In questo numero: nella parte open, un mio articolo inedito su Jean-Jacques Rousseau e Arlecchino, che esamina un lavoro teatrale incompiuto del grande filosofo ginevrino, probabilmente scritto nel 1747 e ritrovato nel 1909. Questa pièce offre una preziosa testimonianza-rispecchiamento della sua condizione di migrante giunto a Parigi in cerca di fortuna.

Nella parte su abbonamento, inizia la seconda parte della Biblioteca dei bestseller dimenticati che ho intitolato I primi saranno gli ultimi e che si occupa dei romanzi in classifica (principalmente quelle americane) tra il 1889 e il 1919. Questo primo testo è una Premessa di ordine generale. 

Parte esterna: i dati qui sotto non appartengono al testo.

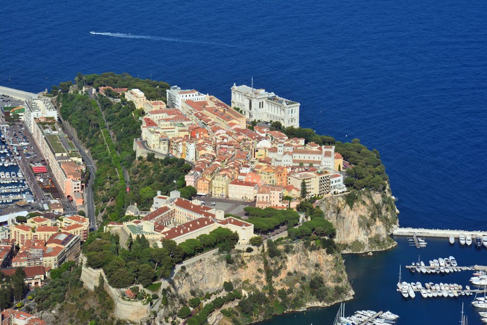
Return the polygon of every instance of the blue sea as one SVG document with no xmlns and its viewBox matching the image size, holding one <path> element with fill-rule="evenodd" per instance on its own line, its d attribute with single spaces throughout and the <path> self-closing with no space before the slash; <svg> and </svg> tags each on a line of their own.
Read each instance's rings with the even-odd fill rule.
<svg viewBox="0 0 487 325">
<path fill-rule="evenodd" d="M 402 226 L 487 229 L 485 1 L 6 1 L 0 44 L 0 85 L 32 92 L 78 72 L 113 71 L 229 103 L 233 83 L 253 78 L 254 87 L 300 102 L 301 126 L 377 149 Z M 450 255 L 444 244 L 437 249 Z M 412 258 L 399 254 L 417 253 L 401 244 L 347 258 L 357 275 L 352 304 L 387 302 L 413 316 L 402 324 L 454 324 L 458 301 L 389 306 L 398 264 Z M 487 261 L 483 253 L 471 262 Z M 329 324 L 333 308 L 271 323 L 311 323 L 312 314 Z"/>
</svg>

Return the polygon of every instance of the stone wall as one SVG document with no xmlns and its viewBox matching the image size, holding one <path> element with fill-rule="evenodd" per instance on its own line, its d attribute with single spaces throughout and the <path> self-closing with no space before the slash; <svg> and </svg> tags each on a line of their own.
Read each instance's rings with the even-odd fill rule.
<svg viewBox="0 0 487 325">
<path fill-rule="evenodd" d="M 143 305 L 140 301 L 129 301 L 122 299 L 118 289 L 112 287 L 108 284 L 103 270 L 86 267 L 84 263 L 85 259 L 82 255 L 80 255 L 79 260 L 83 263 L 81 281 L 84 286 L 89 290 L 94 290 L 94 287 L 98 286 L 101 274 L 105 280 L 104 287 L 115 304 L 115 310 L 113 311 L 115 317 L 138 324 L 149 316 L 150 306 L 148 304 Z"/>
</svg>

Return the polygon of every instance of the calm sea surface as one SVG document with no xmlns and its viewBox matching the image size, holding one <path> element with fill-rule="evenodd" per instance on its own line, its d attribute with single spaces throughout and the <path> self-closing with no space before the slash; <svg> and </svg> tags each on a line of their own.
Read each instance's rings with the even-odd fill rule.
<svg viewBox="0 0 487 325">
<path fill-rule="evenodd" d="M 302 126 L 379 150 L 401 226 L 487 229 L 485 1 L 5 1 L 0 49 L 0 85 L 33 92 L 78 72 L 113 71 L 228 103 L 233 83 L 253 76 L 301 103 Z M 487 263 L 486 250 L 429 241 L 427 261 Z M 347 309 L 455 324 L 461 299 L 404 302 L 394 291 L 399 265 L 417 252 L 400 241 L 372 258 L 347 257 L 356 292 Z M 449 277 L 465 285 L 469 276 Z M 336 309 L 268 324 L 329 324 Z"/>
</svg>

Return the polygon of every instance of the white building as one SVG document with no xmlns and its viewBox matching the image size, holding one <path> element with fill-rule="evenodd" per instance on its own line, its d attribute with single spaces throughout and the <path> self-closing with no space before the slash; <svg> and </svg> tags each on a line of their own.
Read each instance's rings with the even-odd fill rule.
<svg viewBox="0 0 487 325">
<path fill-rule="evenodd" d="M 144 103 L 147 101 L 144 93 L 137 88 L 131 89 L 125 93 L 125 99 L 133 102 L 137 109 L 142 108 L 144 106 Z"/>
<path fill-rule="evenodd" d="M 206 96 L 194 89 L 183 90 L 177 86 L 173 86 L 166 91 L 168 107 L 181 109 L 181 103 L 188 99 L 193 101 L 206 100 Z"/>
<path fill-rule="evenodd" d="M 268 93 L 233 84 L 232 107 L 238 107 L 248 120 L 277 121 L 284 127 L 300 126 L 300 103 Z"/>
<path fill-rule="evenodd" d="M 55 121 L 57 121 L 57 111 L 49 98 L 29 99 L 25 104 L 24 121 L 31 133 L 32 133 L 35 118 L 52 117 Z"/>
</svg>

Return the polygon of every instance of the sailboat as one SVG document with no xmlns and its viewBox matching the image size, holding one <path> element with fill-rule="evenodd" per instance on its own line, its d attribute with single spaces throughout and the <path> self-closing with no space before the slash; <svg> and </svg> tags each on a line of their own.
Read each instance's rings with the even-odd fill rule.
<svg viewBox="0 0 487 325">
<path fill-rule="evenodd" d="M 487 308 L 487 299 L 486 298 L 486 289 L 487 288 L 487 284 L 484 285 L 484 298 L 477 298 L 477 291 L 475 292 L 475 296 L 472 302 L 472 305 L 477 308 Z M 480 288 L 480 287 L 479 287 Z"/>
</svg>

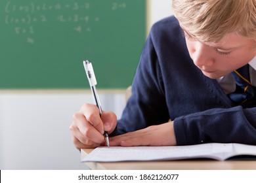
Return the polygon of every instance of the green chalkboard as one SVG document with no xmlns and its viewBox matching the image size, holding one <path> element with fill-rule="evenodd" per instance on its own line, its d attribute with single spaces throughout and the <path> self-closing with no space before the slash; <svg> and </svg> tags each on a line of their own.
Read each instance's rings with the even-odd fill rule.
<svg viewBox="0 0 256 183">
<path fill-rule="evenodd" d="M 146 37 L 144 0 L 0 0 L 0 89 L 131 85 Z"/>
</svg>

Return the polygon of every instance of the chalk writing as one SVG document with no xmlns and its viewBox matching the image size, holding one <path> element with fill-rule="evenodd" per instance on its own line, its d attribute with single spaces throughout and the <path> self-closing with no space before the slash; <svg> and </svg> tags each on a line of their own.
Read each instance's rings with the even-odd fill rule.
<svg viewBox="0 0 256 183">
<path fill-rule="evenodd" d="M 27 42 L 33 44 L 35 39 L 33 35 L 38 32 L 40 27 L 49 27 L 50 24 L 69 24 L 66 27 L 74 33 L 89 33 L 94 31 L 94 27 L 100 24 L 101 17 L 94 13 L 96 7 L 93 6 L 89 1 L 83 2 L 64 3 L 37 2 L 32 1 L 14 3 L 7 1 L 4 7 L 5 24 L 13 25 L 15 35 L 26 35 Z M 110 11 L 125 10 L 126 3 L 109 3 L 104 7 Z"/>
</svg>

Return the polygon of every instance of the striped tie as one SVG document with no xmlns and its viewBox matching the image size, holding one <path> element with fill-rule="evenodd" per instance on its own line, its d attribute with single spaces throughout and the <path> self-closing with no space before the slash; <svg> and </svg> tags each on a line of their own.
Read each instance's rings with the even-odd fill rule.
<svg viewBox="0 0 256 183">
<path fill-rule="evenodd" d="M 236 80 L 236 91 L 228 95 L 230 99 L 244 108 L 256 107 L 256 88 L 251 84 L 249 65 L 234 71 L 232 75 Z"/>
</svg>

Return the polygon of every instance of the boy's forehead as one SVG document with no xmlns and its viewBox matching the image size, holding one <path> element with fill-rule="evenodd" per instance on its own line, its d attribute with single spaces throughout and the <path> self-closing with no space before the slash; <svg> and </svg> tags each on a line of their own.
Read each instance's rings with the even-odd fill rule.
<svg viewBox="0 0 256 183">
<path fill-rule="evenodd" d="M 182 29 L 189 36 L 197 40 L 196 36 L 190 33 L 189 31 L 186 30 L 184 27 L 182 27 Z M 236 32 L 234 32 L 224 35 L 223 38 L 217 42 L 203 42 L 200 41 L 200 40 L 198 40 L 198 41 L 200 41 L 210 47 L 221 50 L 232 50 L 242 46 L 244 44 L 245 41 L 247 39 L 249 39 L 240 35 Z"/>
</svg>

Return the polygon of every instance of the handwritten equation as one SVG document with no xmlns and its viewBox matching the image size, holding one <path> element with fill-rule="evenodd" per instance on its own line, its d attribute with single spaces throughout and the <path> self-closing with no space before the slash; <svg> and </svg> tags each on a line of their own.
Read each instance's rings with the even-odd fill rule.
<svg viewBox="0 0 256 183">
<path fill-rule="evenodd" d="M 35 42 L 33 35 L 38 33 L 37 27 L 39 24 L 47 27 L 49 24 L 54 25 L 68 24 L 67 27 L 70 31 L 79 34 L 89 33 L 94 31 L 97 24 L 100 24 L 102 18 L 102 14 L 95 14 L 95 10 L 98 11 L 98 7 L 89 1 L 68 3 L 62 1 L 59 1 L 59 3 L 35 3 L 31 1 L 26 3 L 21 1 L 7 1 L 4 7 L 4 22 L 13 29 L 12 32 L 15 35 L 26 36 L 26 42 L 31 44 Z M 104 10 L 125 10 L 127 7 L 126 3 L 112 2 L 104 7 Z"/>
</svg>

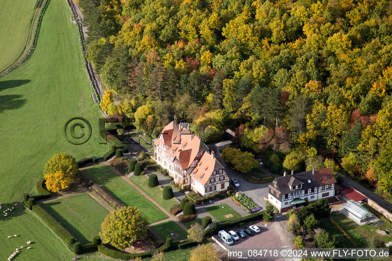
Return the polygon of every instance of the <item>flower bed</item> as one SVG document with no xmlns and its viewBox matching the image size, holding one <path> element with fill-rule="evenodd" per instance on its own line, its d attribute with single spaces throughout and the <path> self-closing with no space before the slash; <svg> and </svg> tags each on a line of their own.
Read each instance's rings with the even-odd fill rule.
<svg viewBox="0 0 392 261">
<path fill-rule="evenodd" d="M 249 174 L 244 177 L 244 179 L 251 183 L 260 184 L 272 181 L 275 179 L 275 177 L 272 175 L 266 177 L 262 177 L 256 174 Z"/>
<path fill-rule="evenodd" d="M 251 212 L 256 212 L 261 209 L 261 208 L 253 202 L 250 198 L 242 193 L 237 193 L 233 196 L 233 198 L 248 209 Z"/>
</svg>

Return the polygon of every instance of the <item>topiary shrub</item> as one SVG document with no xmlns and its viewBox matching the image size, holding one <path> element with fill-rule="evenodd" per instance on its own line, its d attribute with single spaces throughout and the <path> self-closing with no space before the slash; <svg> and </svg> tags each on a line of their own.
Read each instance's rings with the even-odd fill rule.
<svg viewBox="0 0 392 261">
<path fill-rule="evenodd" d="M 181 203 L 180 204 L 180 207 L 183 210 L 184 210 L 184 206 L 185 205 L 185 203 L 187 202 L 189 202 L 189 199 L 186 197 L 183 198 L 181 200 Z"/>
<path fill-rule="evenodd" d="M 135 165 L 135 168 L 133 170 L 133 175 L 135 176 L 140 176 L 142 172 L 144 170 L 143 165 L 142 163 L 138 162 Z"/>
<path fill-rule="evenodd" d="M 167 247 L 168 249 L 170 249 L 171 248 L 172 245 L 173 240 L 171 238 L 168 238 L 166 239 L 166 247 Z"/>
<path fill-rule="evenodd" d="M 150 187 L 156 187 L 159 185 L 158 181 L 158 177 L 156 174 L 152 173 L 150 175 L 150 176 L 148 178 L 148 186 Z"/>
<path fill-rule="evenodd" d="M 191 202 L 187 202 L 184 206 L 184 216 L 191 216 L 196 214 L 196 208 L 194 204 Z"/>
<path fill-rule="evenodd" d="M 166 186 L 163 188 L 163 193 L 162 195 L 162 197 L 165 200 L 169 200 L 174 196 L 173 193 L 173 189 L 171 186 Z"/>
<path fill-rule="evenodd" d="M 34 199 L 30 198 L 27 202 L 27 208 L 31 210 L 31 208 L 33 205 L 34 205 Z"/>
<path fill-rule="evenodd" d="M 68 239 L 68 245 L 69 246 L 72 246 L 75 243 L 75 238 L 71 236 L 69 237 L 69 238 Z"/>
<path fill-rule="evenodd" d="M 74 253 L 75 254 L 80 254 L 80 243 L 77 242 L 74 244 Z"/>
<path fill-rule="evenodd" d="M 175 216 L 176 214 L 178 213 L 182 210 L 180 207 L 179 204 L 174 204 L 170 208 L 170 213 L 173 216 Z"/>
<path fill-rule="evenodd" d="M 123 153 L 122 149 L 117 149 L 116 150 L 116 157 L 117 158 L 121 158 L 124 157 L 124 153 Z"/>
<path fill-rule="evenodd" d="M 128 165 L 128 171 L 132 172 L 135 168 L 135 165 L 138 163 L 138 161 L 135 158 L 131 158 L 129 160 L 129 164 Z"/>
<path fill-rule="evenodd" d="M 29 196 L 28 193 L 23 193 L 23 202 L 25 203 L 25 204 L 27 203 L 27 201 L 29 200 Z"/>
<path fill-rule="evenodd" d="M 203 227 L 203 228 L 205 229 L 209 224 L 212 223 L 212 220 L 211 219 L 211 217 L 209 216 L 207 216 L 204 218 L 204 219 L 203 220 L 203 223 L 201 224 L 201 226 Z"/>
<path fill-rule="evenodd" d="M 189 216 L 180 215 L 178 216 L 178 220 L 183 223 L 187 223 L 194 220 L 196 217 L 196 215 L 189 215 Z"/>
<path fill-rule="evenodd" d="M 93 238 L 93 243 L 96 246 L 101 245 L 101 238 L 99 236 L 94 236 Z"/>
</svg>

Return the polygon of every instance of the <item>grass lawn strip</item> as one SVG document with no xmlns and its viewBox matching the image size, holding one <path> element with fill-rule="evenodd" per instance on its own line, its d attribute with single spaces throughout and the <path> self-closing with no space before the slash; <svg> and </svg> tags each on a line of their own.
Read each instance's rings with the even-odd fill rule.
<svg viewBox="0 0 392 261">
<path fill-rule="evenodd" d="M 241 215 L 229 207 L 227 204 L 216 205 L 206 207 L 205 209 L 219 222 L 224 222 L 241 217 Z M 227 218 L 225 216 L 225 215 L 228 214 L 232 214 L 233 216 Z"/>
<path fill-rule="evenodd" d="M 158 174 L 159 175 L 160 174 Z M 171 198 L 169 200 L 165 200 L 162 197 L 162 191 L 157 187 L 150 187 L 148 186 L 148 180 L 143 175 L 140 176 L 132 176 L 129 180 L 142 190 L 147 193 L 147 194 L 152 198 L 158 204 L 161 205 L 162 207 L 170 212 L 170 208 L 176 204 L 176 202 Z"/>
<path fill-rule="evenodd" d="M 154 232 L 158 234 L 164 242 L 166 242 L 167 238 L 171 237 L 170 234 L 172 233 L 180 235 L 180 236 L 177 238 L 172 238 L 173 241 L 186 239 L 188 235 L 187 232 L 173 220 L 154 225 L 150 227 Z"/>
<path fill-rule="evenodd" d="M 42 207 L 82 244 L 98 236 L 109 212 L 86 193 L 43 203 Z"/>
<path fill-rule="evenodd" d="M 3 64 L 9 63 L 6 59 L 12 63 L 22 52 L 36 2 L 0 1 L 0 17 L 7 25 L 0 29 L 0 62 L 4 61 Z M 43 175 L 45 163 L 54 154 L 64 151 L 78 160 L 102 155 L 108 150 L 107 146 L 99 144 L 98 119 L 102 116 L 91 99 L 77 29 L 71 27 L 70 15 L 65 1 L 51 0 L 30 58 L 0 79 L 4 100 L 0 104 L 0 121 L 7 122 L 0 126 L 0 131 L 7 137 L 3 139 L 0 147 L 4 162 L 0 168 L 0 184 L 4 185 L 0 203 L 3 210 L 6 205 L 13 206 L 25 192 L 36 194 L 36 182 Z M 17 46 L 20 43 L 21 48 Z M 7 48 L 3 48 L 2 44 Z M 88 120 L 93 130 L 90 139 L 81 145 L 69 142 L 62 131 L 67 121 L 77 116 Z M 12 153 L 10 148 L 13 148 Z M 22 162 L 24 164 L 20 164 Z M 17 206 L 20 206 L 22 207 L 20 202 Z M 4 236 L 0 237 L 0 258 L 3 260 L 16 248 L 27 247 L 29 240 L 36 242 L 31 246 L 34 249 L 21 252 L 17 259 L 67 260 L 74 256 L 40 219 L 28 210 L 21 208 L 6 218 L 2 216 L 0 227 Z M 15 234 L 20 236 L 9 239 L 5 236 Z"/>
<path fill-rule="evenodd" d="M 142 216 L 146 218 L 149 223 L 162 220 L 169 217 L 152 202 L 143 196 L 141 195 L 139 191 L 106 165 L 101 164 L 85 169 L 83 172 L 120 202 L 122 202 L 122 199 L 124 199 L 123 201 L 124 205 L 137 207 L 142 211 Z"/>
<path fill-rule="evenodd" d="M 196 218 L 192 221 L 187 222 L 186 223 L 183 223 L 183 224 L 184 225 L 187 227 L 188 229 L 190 229 L 191 226 L 192 225 L 194 224 L 195 223 L 199 223 L 200 225 L 201 225 L 203 223 L 203 221 L 202 221 L 199 218 Z"/>
</svg>

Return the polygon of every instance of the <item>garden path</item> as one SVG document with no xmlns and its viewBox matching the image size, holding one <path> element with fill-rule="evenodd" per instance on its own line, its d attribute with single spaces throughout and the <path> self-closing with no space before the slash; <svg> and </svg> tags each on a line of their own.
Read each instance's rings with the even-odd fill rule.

E per finire, una rarità assoluta: un frammento di otto minuti dal concertone Festa per il compleanno del caro amico Ricky, tenutosi il 27 giugno 1984 al Teatro Carcano di Milano, in occasione dei 25 anni di rock di Gianco, con la partecipazione di Gianfranco Manfredi, Ornella Vanoni, Sergio Endrigo, Gian Pieretti, Massimo Boldi (alla batteria), Gino Paoli, Giorgio Gaber, Franco Mussida, i Volpini Volanti, direzione musicale di Claudio Fabi, regia di Velia Mantegazza. In questo frammento recuperato, un brano poco conosciuto di Gino Paoli eseguito da lui stesso e un Be Bop A Lula improvvisato a dir poco con Gianco, Manfredi e la partecipazione straordinaria di Giorgio Gaber. Ho dovuto purtroppo sfumare il brano a metà perché poi la registrazione distorceva troppo, ma il clima festoso c’è tutto.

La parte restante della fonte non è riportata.